In my senior thesis with the Department of Neuroscience I will develop the work I did at the Center for Brain and Cognition at Universitat Pompeu Fabra in Barcelona, Spain. There, I studied differences in whole-brain dynamics between meditators and non-meditators while meditating or at rest. Mainly, I looked at how support vector machines (SVM) can be used to investigate whole-brain fMRI-BOLD data.

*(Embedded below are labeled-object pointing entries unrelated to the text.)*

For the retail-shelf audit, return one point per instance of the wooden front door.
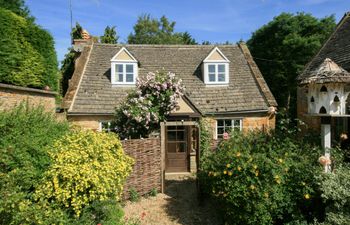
(177, 154)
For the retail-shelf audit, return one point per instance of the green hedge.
(25, 136)
(27, 53)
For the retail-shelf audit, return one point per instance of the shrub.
(153, 192)
(25, 135)
(335, 193)
(107, 212)
(134, 196)
(87, 166)
(263, 179)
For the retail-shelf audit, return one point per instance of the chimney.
(79, 44)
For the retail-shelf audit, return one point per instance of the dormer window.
(124, 68)
(216, 68)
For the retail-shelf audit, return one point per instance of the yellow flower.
(307, 196)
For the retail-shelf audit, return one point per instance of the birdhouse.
(328, 88)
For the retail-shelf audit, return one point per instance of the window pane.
(172, 135)
(221, 68)
(220, 130)
(129, 68)
(212, 77)
(171, 147)
(237, 123)
(119, 68)
(181, 135)
(119, 77)
(181, 147)
(211, 68)
(220, 123)
(221, 77)
(129, 77)
(228, 123)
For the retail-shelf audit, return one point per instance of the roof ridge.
(165, 45)
(258, 77)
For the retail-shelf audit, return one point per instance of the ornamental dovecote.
(328, 88)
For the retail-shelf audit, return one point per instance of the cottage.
(222, 84)
(324, 86)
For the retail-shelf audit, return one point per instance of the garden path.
(179, 205)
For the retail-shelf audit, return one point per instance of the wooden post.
(162, 160)
(326, 140)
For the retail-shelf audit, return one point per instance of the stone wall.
(11, 96)
(146, 173)
(89, 121)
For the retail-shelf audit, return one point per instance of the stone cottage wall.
(146, 173)
(11, 96)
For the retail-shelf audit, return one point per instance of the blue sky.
(211, 20)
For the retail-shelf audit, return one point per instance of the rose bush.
(263, 179)
(156, 95)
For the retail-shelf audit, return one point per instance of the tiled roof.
(337, 48)
(245, 92)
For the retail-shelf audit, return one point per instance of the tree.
(282, 47)
(27, 53)
(16, 6)
(148, 30)
(110, 36)
(27, 49)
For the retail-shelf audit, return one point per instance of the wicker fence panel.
(146, 173)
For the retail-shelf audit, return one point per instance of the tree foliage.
(148, 30)
(16, 6)
(109, 36)
(26, 51)
(282, 47)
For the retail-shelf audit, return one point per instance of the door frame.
(163, 143)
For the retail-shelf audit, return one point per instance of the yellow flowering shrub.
(86, 166)
(259, 178)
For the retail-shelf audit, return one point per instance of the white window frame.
(101, 128)
(205, 68)
(232, 124)
(115, 61)
(206, 73)
(114, 73)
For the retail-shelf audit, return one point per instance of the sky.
(216, 21)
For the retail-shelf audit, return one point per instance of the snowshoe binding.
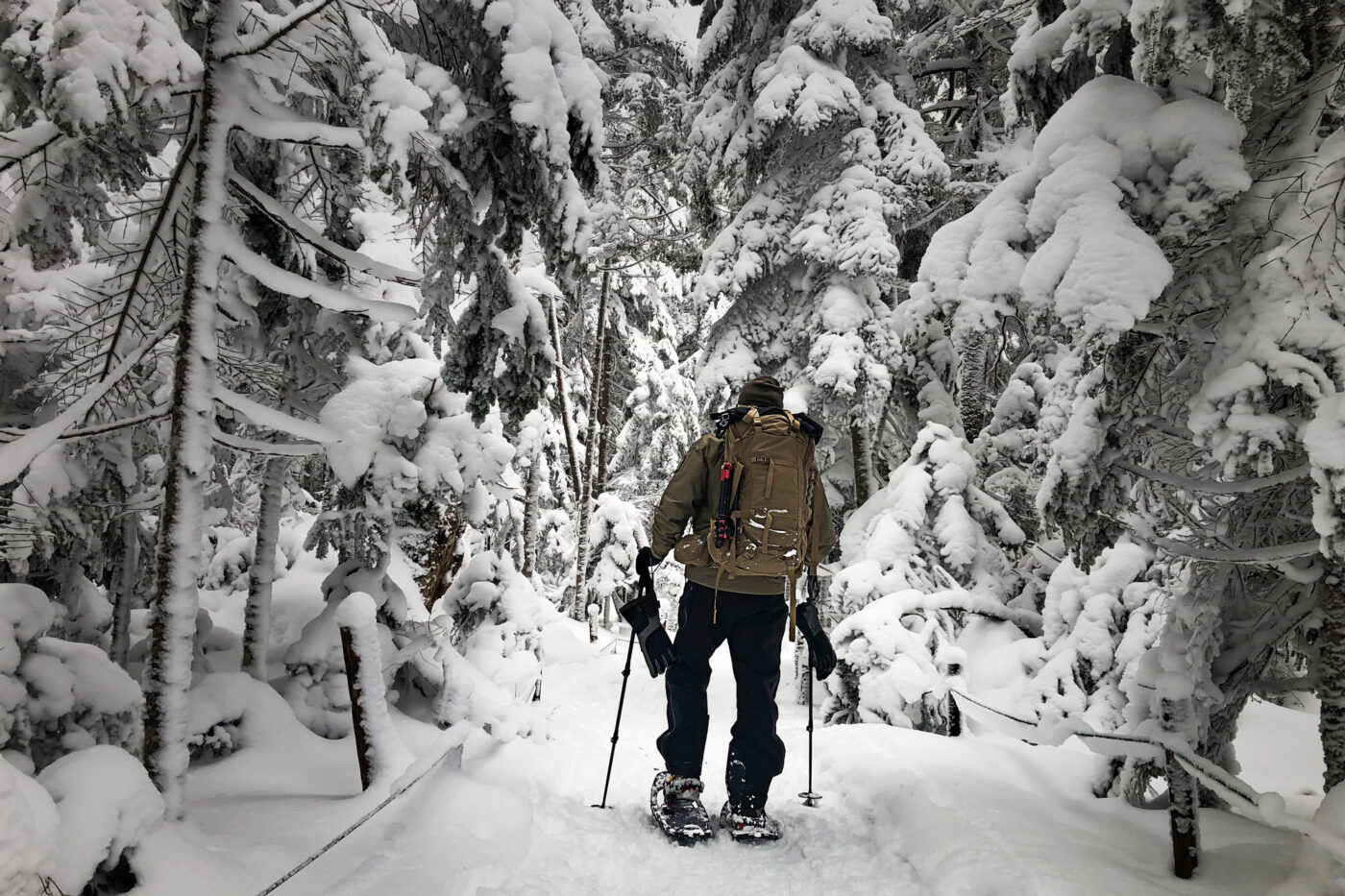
(676, 809)
(748, 825)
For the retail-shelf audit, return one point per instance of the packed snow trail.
(901, 811)
(520, 818)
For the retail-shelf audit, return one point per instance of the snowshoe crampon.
(676, 809)
(749, 826)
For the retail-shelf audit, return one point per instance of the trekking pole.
(621, 704)
(809, 797)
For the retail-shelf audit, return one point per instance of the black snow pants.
(753, 624)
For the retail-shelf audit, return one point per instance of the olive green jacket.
(692, 496)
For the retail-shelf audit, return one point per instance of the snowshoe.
(676, 809)
(748, 825)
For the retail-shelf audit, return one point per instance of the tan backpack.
(770, 470)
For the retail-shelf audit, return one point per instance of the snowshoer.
(759, 519)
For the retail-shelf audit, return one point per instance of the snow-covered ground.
(901, 811)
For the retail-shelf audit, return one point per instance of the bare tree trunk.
(860, 453)
(604, 419)
(565, 402)
(172, 620)
(262, 573)
(1183, 821)
(120, 647)
(589, 451)
(531, 513)
(1331, 677)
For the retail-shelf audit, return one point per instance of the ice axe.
(631, 613)
(809, 797)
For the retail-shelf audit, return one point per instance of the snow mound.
(107, 805)
(27, 832)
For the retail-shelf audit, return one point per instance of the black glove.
(643, 615)
(645, 563)
(819, 646)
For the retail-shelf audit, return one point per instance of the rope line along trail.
(397, 791)
(1264, 808)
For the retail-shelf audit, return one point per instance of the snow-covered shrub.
(930, 517)
(616, 532)
(493, 658)
(404, 443)
(107, 805)
(894, 664)
(27, 832)
(406, 448)
(1096, 626)
(1317, 871)
(924, 546)
(58, 695)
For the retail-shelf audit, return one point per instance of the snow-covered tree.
(58, 695)
(481, 181)
(925, 550)
(800, 128)
(493, 657)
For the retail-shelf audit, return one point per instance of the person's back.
(725, 603)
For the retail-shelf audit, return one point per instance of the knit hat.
(762, 392)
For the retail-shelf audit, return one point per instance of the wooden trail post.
(356, 714)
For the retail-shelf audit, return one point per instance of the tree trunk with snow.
(863, 469)
(172, 621)
(1331, 677)
(120, 646)
(379, 750)
(561, 396)
(587, 496)
(262, 573)
(531, 514)
(971, 382)
(1183, 822)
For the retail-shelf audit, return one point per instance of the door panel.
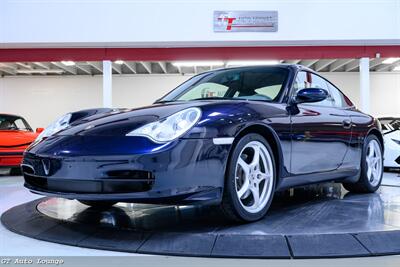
(319, 139)
(321, 131)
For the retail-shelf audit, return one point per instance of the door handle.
(346, 124)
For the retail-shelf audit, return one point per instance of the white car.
(391, 136)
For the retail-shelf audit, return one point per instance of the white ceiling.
(162, 67)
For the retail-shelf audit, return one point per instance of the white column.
(364, 85)
(107, 84)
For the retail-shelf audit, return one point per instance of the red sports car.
(15, 136)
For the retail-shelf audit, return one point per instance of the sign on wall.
(245, 21)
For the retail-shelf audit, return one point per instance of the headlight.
(396, 141)
(169, 128)
(55, 127)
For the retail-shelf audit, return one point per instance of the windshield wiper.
(211, 98)
(164, 101)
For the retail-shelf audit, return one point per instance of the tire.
(246, 208)
(98, 204)
(370, 176)
(15, 171)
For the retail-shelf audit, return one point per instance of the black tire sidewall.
(364, 167)
(230, 178)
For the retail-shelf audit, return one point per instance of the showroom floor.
(12, 193)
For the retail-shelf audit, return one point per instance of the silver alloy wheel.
(374, 163)
(254, 176)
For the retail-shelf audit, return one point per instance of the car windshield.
(390, 124)
(255, 83)
(10, 122)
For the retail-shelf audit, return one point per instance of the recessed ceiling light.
(252, 62)
(390, 60)
(68, 63)
(197, 63)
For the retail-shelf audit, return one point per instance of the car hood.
(121, 122)
(15, 138)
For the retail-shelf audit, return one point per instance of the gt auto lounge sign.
(245, 21)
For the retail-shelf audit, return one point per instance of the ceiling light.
(390, 60)
(39, 71)
(68, 63)
(197, 63)
(252, 62)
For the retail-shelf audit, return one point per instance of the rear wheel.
(371, 168)
(250, 180)
(98, 203)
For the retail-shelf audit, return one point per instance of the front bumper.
(10, 159)
(183, 171)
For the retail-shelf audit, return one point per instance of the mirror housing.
(310, 95)
(39, 130)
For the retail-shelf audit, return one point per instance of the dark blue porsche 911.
(230, 137)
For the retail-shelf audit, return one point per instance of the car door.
(320, 131)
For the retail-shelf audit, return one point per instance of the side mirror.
(39, 130)
(309, 95)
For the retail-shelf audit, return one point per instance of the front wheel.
(250, 180)
(371, 168)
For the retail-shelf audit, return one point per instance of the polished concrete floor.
(318, 209)
(383, 207)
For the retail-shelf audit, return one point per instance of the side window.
(205, 90)
(340, 100)
(309, 80)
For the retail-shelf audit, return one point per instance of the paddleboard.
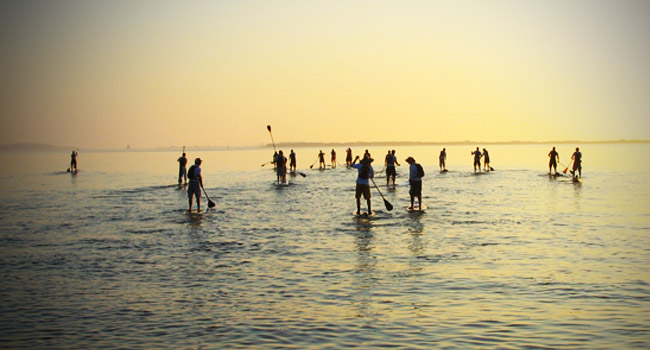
(416, 209)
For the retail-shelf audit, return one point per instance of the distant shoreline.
(39, 147)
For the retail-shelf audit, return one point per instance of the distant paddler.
(281, 168)
(196, 184)
(321, 160)
(292, 161)
(348, 157)
(577, 164)
(182, 171)
(554, 159)
(486, 161)
(366, 172)
(73, 162)
(415, 181)
(477, 159)
(442, 160)
(389, 163)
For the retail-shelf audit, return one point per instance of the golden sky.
(104, 74)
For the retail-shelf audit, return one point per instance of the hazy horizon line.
(33, 146)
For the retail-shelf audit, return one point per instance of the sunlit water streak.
(511, 259)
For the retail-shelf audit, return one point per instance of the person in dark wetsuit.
(366, 172)
(292, 161)
(477, 159)
(182, 171)
(321, 160)
(348, 157)
(554, 159)
(196, 184)
(486, 160)
(73, 161)
(281, 168)
(389, 163)
(577, 164)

In my senior thesis with the minor program in Linguistics I am examining 3rd, 4th, and 5th grade ESL students, Ukrainian Immigrants, at a school in Upstate South Carolina. These children speak Ukrainian at home, but have only learned English at school; they have never learned to read or write in the Ukrainian Cyrillic alphabet. Thus, when they write to each other in their native Ukrainian they are also creating a naturally emergent transcription system. I will quantitatively analyze the differences between their 'system' and more established ones (i.e., the Ukrainian Latin Alphabet).
CONFERENCES
Posters
2025, Spring. “From Prescription to Description: A Gitaic Response to Hegelianism,” South Carolina Society for Philosophy, University of South Carolina, Columbia, SC.
2025, Spring. “Developing a Novel Measure of Social Evaluation and Rejection,” Furman Engaged, Furman University, Greenville, SC.
2024, Summer. “Developing a Novel Measure of Social Evaluation and Rejection,” 17th Psychology and Neuroscience Summer Research Conference, Furman University, Greenville, SC.
2024, Spring. “Justification of Effort in Pigeons,” Furman Engaged, Furman University, Greenville, SC.
Presentations
2024, Fall. “Developing a Novel Measure of Social Evaluation and Rejection,” Southeastern Society for Social Psychology, Memphis, TN.
MEMBERSHIPS
2025, Fall–2026, Spring. President, Furman University Philosophy Club.
2025, Fall–2026, Spring. Research Coordinator, Collaborative Neuroscience Society.
2024, Fall–2025, Spring. Vice President & Treasurer, Furman University Philosophy Club.
2023, Fall–2025, Spring. Member, Greenbelt Engaged Living Community.
FELLOWSHIPS
2025, Summer. Internship at Universitat Pompeu Fabra’s Center for Brain and Cognition, Summer Internship Fellowship, Furman University, $3,500.
2024, Summer. Developing a measure of chronic exposure to social evaluative threat, Summer Internship Fellowship, Furman University, $3,500.
2023, Summer. Internship at Coastal Carolina University’s Comparative Cognition Laboratory, Summer Internship Fellowship, Furman University, $3,500.
SCHOLARSHIPS
2022-2026. Palmetto Fellows, South Carolina Department of Education, $30,000.
2022-2026. John D. Hollingsworth Scholarship, Furman University, $144,000.
PUBLICATIONS
Poetry
2023. “Imagining My Death”. The Tower.